As an aside, what is it about animals? I was f.i.n.e. with the ending of Fine, Thanks. I could close the book with a sigh of satisfaction…until I got to the epilogue. Having just helped my sister adopt a dog named Rubie…ugh.
Te, Jonathan. The Beijing of Possibilities: Stories. New York: Other Press, 2009.
Reason read: Okay, so I have a confession. I wanted to read this in honor of January being the month for the Chinese New Year (on the 25th), but as the loan was coming from the east coast, it took an inordinate amount of time to arrive. I didn’t think I would have time to read it before January 31st, so I changed the reason to China’s Lantern Festival, which is in February. Well, to make a long story short, I finished Beijing before January 31st, so I’m back to the original reason, the new year.

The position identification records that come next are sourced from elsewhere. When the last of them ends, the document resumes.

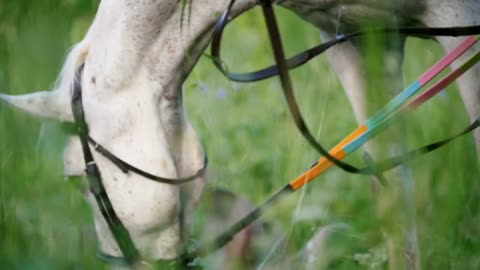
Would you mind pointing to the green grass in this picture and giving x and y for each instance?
(252, 144)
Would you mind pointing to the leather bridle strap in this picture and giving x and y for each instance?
(118, 230)
(126, 167)
(282, 70)
(131, 255)
(228, 235)
(307, 55)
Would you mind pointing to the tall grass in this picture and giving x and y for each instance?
(251, 142)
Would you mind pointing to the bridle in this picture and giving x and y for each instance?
(131, 255)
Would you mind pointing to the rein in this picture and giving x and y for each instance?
(131, 255)
(359, 136)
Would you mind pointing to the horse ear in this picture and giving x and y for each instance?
(44, 104)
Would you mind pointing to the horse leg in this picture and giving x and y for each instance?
(444, 15)
(393, 202)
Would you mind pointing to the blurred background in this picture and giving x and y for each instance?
(253, 148)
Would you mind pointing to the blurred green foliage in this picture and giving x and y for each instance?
(251, 142)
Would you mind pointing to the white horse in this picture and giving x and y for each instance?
(136, 56)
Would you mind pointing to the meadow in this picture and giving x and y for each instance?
(252, 144)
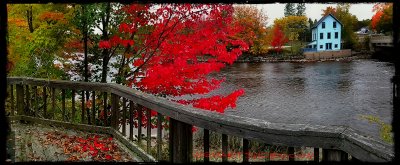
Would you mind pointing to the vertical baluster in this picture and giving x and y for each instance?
(332, 155)
(114, 111)
(124, 116)
(224, 148)
(83, 108)
(88, 108)
(245, 150)
(73, 106)
(53, 102)
(139, 111)
(36, 109)
(12, 100)
(105, 108)
(44, 102)
(94, 108)
(148, 130)
(291, 153)
(180, 141)
(131, 104)
(344, 156)
(20, 99)
(63, 103)
(28, 97)
(159, 135)
(206, 143)
(316, 154)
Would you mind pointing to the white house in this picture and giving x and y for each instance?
(326, 34)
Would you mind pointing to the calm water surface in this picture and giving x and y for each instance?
(323, 93)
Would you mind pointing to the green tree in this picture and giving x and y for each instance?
(254, 22)
(289, 9)
(301, 9)
(84, 20)
(294, 28)
(36, 35)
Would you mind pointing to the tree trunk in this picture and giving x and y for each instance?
(29, 19)
(105, 53)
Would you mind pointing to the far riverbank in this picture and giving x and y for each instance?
(299, 58)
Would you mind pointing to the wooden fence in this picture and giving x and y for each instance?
(112, 106)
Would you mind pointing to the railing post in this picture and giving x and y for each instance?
(333, 155)
(20, 99)
(114, 110)
(12, 100)
(180, 142)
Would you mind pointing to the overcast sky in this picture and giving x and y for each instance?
(314, 11)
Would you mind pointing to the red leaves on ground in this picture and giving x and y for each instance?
(99, 148)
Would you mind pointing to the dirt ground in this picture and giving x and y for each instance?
(35, 142)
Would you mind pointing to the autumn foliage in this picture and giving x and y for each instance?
(177, 47)
(382, 19)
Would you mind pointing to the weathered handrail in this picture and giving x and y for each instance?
(341, 138)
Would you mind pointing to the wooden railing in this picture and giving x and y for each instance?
(28, 99)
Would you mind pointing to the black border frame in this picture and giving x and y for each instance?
(3, 52)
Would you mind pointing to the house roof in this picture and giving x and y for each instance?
(323, 18)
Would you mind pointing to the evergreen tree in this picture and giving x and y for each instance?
(290, 9)
(301, 8)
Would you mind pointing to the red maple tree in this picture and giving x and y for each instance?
(177, 47)
(279, 39)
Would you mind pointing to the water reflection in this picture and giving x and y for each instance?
(326, 93)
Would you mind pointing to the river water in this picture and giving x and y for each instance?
(322, 93)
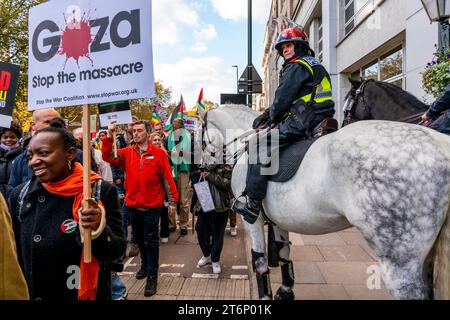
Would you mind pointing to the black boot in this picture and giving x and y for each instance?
(142, 273)
(150, 287)
(249, 209)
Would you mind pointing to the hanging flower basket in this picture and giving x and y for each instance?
(436, 76)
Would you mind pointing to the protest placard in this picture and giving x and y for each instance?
(118, 112)
(9, 78)
(89, 51)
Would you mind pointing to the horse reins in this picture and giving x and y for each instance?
(360, 93)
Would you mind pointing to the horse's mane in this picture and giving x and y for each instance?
(400, 96)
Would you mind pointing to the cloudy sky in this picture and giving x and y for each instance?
(196, 43)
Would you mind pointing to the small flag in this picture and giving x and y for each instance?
(177, 113)
(200, 102)
(155, 119)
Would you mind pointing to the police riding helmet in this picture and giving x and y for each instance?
(295, 35)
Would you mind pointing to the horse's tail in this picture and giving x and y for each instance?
(441, 272)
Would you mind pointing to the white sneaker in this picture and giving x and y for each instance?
(216, 267)
(203, 261)
(164, 240)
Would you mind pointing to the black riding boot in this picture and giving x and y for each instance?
(249, 209)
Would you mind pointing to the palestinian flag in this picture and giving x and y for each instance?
(200, 102)
(155, 118)
(176, 113)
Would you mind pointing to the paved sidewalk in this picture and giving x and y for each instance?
(180, 279)
(335, 266)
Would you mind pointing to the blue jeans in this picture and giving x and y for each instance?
(125, 212)
(146, 225)
(118, 289)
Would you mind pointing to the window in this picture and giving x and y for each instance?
(355, 11)
(320, 40)
(388, 68)
(391, 65)
(370, 71)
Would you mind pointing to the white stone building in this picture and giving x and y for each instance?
(388, 40)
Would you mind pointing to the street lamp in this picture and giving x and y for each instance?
(237, 78)
(439, 10)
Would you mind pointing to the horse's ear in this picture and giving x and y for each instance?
(201, 113)
(355, 83)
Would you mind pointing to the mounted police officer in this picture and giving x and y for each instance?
(440, 106)
(303, 100)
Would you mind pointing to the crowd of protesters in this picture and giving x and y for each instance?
(142, 187)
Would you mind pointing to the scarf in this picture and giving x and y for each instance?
(9, 148)
(72, 186)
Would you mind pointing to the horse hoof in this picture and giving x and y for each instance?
(283, 294)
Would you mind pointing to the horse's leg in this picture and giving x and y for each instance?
(285, 291)
(259, 261)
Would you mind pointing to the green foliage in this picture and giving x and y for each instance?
(436, 76)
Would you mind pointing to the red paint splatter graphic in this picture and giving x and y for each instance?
(76, 39)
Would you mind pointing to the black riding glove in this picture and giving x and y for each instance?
(262, 121)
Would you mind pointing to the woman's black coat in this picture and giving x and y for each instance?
(48, 256)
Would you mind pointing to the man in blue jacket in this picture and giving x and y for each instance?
(20, 172)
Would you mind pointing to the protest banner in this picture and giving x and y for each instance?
(88, 52)
(118, 112)
(9, 78)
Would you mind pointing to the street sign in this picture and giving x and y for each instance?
(226, 98)
(118, 111)
(255, 83)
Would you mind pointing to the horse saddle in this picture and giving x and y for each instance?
(327, 126)
(291, 156)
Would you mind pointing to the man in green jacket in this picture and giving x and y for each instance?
(179, 147)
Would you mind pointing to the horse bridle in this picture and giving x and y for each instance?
(349, 111)
(244, 138)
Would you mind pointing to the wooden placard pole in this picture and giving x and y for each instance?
(115, 144)
(86, 179)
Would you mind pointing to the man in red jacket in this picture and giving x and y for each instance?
(148, 180)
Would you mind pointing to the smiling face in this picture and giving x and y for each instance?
(140, 134)
(156, 139)
(47, 157)
(288, 49)
(9, 138)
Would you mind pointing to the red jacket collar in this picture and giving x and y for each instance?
(149, 148)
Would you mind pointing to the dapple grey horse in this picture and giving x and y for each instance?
(390, 180)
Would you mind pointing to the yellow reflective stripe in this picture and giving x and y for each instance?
(326, 85)
(306, 65)
(320, 100)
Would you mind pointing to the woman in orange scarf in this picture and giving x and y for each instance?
(47, 219)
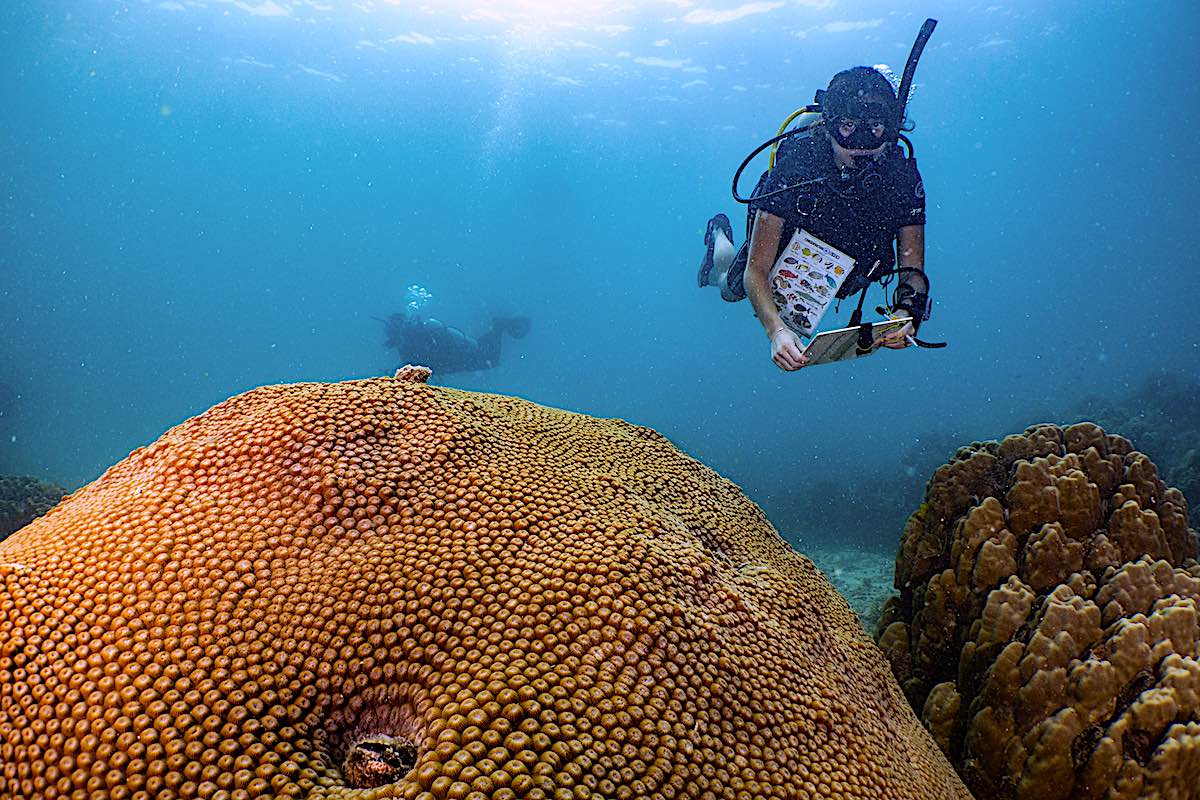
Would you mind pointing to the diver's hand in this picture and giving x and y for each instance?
(786, 350)
(898, 338)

Beijing of Possibilities is comprised of twelve witty, sharp, and compelling stories all taking place in contradictory Beijing. Many of the stories address the conflict between old and new. Ancient tradition clashing with modern ambition. Beijing is a hotbed of contradictions. Each character exemplifies and amplifies what happens when cultural norm meets current forward trajectory of capitalism.
The brilliant thread running through most all stories: the ancient Monkey King and the modern Olympic pride of the city.
Author fact: Tel has written other collections of short stories, none of which are on my Challenge list.
Book trivia: Quite unexpectedly I found black and white photographs in each story. What a nice surprise!
Nancy said: Pearl described the stories in Beijing of Possibilities as surreal with “Italo Calvinoist tendencies” (Book Lust To Go p 62).
BookLust Twist: from Book Lust in the chapter called “China: the Middle Kingdom” (p 60).